Les premières minutes sur un sol étranger ont toujours un goût particulier. On scrute les premières personnes rencontrées sur notre chemin, on se compare, on sourit bêtement et on se met à tirer des conclusions hâtives sur ce peuple qu’on rencontre à peine. A notre arrivée à Alger, notre premier ressenti n’est pas tellement surprenant : nous sommes un seul et même peuple. Aussi bien physiquement que dans le langage, les différences sont ténues. Alors que nous foulons ce sol inconnu, nous sommes rapidement accueillis par des sourires, dès lors que notre accent commence à transparaître après deux ou trois phrases. Même à la douane, on nous demande de quelle ville on vient au Maroc, tout le monde trouve un ami ou un membre de la famille qui vit dans le pays et se met à en citer fièrement les quartiers.
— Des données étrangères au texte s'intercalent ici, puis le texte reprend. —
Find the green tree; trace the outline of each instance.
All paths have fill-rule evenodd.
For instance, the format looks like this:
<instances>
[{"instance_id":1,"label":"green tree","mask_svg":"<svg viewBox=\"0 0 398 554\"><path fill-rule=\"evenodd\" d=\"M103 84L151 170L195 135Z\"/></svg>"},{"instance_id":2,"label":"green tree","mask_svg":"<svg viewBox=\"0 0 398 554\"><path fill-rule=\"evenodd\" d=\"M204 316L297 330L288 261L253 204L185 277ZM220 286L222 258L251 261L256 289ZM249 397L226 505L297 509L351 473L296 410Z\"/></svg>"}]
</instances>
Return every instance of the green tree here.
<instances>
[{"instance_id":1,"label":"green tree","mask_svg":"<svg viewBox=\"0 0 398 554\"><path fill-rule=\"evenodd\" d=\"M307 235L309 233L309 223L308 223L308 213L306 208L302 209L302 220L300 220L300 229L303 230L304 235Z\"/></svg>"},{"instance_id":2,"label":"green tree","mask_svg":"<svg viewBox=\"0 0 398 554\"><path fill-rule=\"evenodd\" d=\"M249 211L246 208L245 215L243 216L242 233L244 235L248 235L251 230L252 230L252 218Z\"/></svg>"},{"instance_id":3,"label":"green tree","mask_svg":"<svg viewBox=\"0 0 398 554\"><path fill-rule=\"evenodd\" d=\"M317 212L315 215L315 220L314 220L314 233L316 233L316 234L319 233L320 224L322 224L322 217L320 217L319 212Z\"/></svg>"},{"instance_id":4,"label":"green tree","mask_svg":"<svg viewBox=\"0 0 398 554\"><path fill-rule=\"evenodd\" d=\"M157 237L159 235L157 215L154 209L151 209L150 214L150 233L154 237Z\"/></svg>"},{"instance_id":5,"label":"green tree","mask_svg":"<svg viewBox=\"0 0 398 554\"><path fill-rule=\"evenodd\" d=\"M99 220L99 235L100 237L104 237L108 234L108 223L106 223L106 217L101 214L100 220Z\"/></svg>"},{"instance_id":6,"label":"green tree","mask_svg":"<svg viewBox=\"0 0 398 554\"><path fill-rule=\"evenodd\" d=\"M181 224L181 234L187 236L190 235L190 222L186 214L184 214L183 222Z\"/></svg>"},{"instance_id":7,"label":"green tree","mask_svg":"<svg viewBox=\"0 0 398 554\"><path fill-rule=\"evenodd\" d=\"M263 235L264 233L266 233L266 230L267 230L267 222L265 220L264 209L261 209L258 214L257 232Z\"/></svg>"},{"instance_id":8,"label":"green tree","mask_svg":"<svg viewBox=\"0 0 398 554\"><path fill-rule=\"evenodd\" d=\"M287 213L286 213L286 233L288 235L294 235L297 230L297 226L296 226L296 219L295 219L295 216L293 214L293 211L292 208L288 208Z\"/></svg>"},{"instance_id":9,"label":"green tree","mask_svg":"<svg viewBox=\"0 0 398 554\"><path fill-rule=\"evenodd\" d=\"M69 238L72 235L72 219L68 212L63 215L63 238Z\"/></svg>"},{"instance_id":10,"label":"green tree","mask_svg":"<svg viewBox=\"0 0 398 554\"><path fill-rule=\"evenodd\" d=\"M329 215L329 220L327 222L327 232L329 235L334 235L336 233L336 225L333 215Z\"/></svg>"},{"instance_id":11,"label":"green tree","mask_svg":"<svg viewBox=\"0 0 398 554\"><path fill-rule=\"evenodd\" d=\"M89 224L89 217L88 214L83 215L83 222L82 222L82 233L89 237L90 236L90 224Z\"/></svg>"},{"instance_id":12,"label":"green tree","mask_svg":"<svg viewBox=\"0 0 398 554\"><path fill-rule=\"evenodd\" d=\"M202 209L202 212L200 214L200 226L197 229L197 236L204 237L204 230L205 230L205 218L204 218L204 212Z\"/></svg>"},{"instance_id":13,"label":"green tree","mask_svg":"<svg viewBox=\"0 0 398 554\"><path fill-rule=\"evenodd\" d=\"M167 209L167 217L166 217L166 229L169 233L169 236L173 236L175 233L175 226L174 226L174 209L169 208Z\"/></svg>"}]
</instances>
En regardant autour de nous, on commence peu à peu à noter les différences. Les couleurs du drapeau algérien sont partout dans les publicités et les 1, 2,3 Viva L’Algérie s’invitent sur les tubes de sucre qui accompagnent le café.
« Tout ces problèmes entre nos peuples sont de la faute des politiciens », nous dit-on, dans un mélange de français et d’arabe très familier. Au fond, les maghrébins se sentent tous une forte appartenance commune, dans la langue, la religion, les us et coutumes.
Bagages récupérés, nous nous mettons en quête d’un vol interne pour Oran, ville emblématique du raï située à l’Ouest du pays, à quelques kilomètres seulement de la frontière marocaine.
Nous arrivons sur place une heure plus tard. Sur le trajet de l’aéroport au centre ville, nos premiers sentiments se confirment. Tout en étant peu dépaysés, on remarque les reliquats du socialisme dans l’architecture en blocs à l’entrée de la ville. Ici, les rues portent les noms des martyrs et les larges ronds points entourent des rues parfaitement goudronnées. Alors que nous parcourons la ville en voiture, on nous explique qu’elle a été fondée par les Andalous en 902 puis a connu une succession de dynasties arabo-berbères avant l’occupation espagnole et la reconquête par le bey Mohamed El Kabîr.
Ces influences se voient dans l’architecture du centre ville, près du conservatoire et du lycée Pasteur, là où les plafonds des appartements sont hauts et imposants et les belles moulures espagnoles ornent les façades. Nous retrouvons, ce jour-là, celui qui se fait appeler Fay La Faille en début d’après-midi après une courte balade sur le front de mer.
Le vice-président de l’association Nomades et fondateur du club ISO nous propose alors d’aller déjeuner dans le quartier populaire de Saint Pierre. Plongés dans les entrailles de la ville, nous découvrons la petite maison de Aziz, restaurateur qui accueille les clients dans une arrière boutique intimiste et dépose, sans fin, des plats locaux sur notre table. Nous apprendrons ensuite qu’Aziz est un tunisien installé à Oran et nous nous rendons alors compte que nous formons à nous tous une belle rencontre du grand Maghreb.
Rassasiés et conquis par les belles rues qui donnent sur un fond de mer bleu et semblent s’y jeter, nous arpentons ensuite la ville ensemble. Après une halte au café Rotana, où nous retrouvons un membre de l’équipe Wikipédia Algérie et d’autres Nomades, nous nous rendons au local de l’association. Dans cet espace flambant neuf sont suspendues au mur les photographies que les Nomades prennent pendant leurs excursions et qui dévoilent la beauté des paysages algériens qui restent inconnus du grand public : Tipaza, Cherchal et les balcons du roufi.
A Oran, il y a une âme, un esprit décontracté et une vraie joie de vivre. Même en n’y étant que pour une petite journée, on en ressent la dynamique communicative et détendue. C’est le cœur serré que nous prendrons la route pour une autre destination, en s’étant fait la promesse d’y revenir un jour.
18 h 30
Il est déjà l’heure de rejoindre notre conducteur pour prendre le route pour Tlemçen. Notre passage à Oran aura été court et intense mais la beauté de cette ville nous aura violemment percuté. Nous passons en voiture devant la Place d’Armes qui ressemble curieusement aux places de Séville et de Grenade mais dont les façades défraîchies froissent le cœur. Les paroles de Khaled résonnent alors très fort dans nos têtes.
Pendant que Khaled chante nostalgiquement la beauté perdue de la ville de sa voix mielleuse, nous arrivons devant le quartier de Sidi Houari, considéré comme « le vieil Oran » et qui recèle, à ce jour, l’empreinte des diverses occupations qu’a connues Oran : espagnole, ottomane et française. C’est donc sur ces dernières images que nous quittons la ville, sous un ciel incandescent traversé de sillons rosés et de nuées bleues qui s’évanouissent à mesure que le soleil dodu se glisse dans sa baignoire orange… puis disparaît.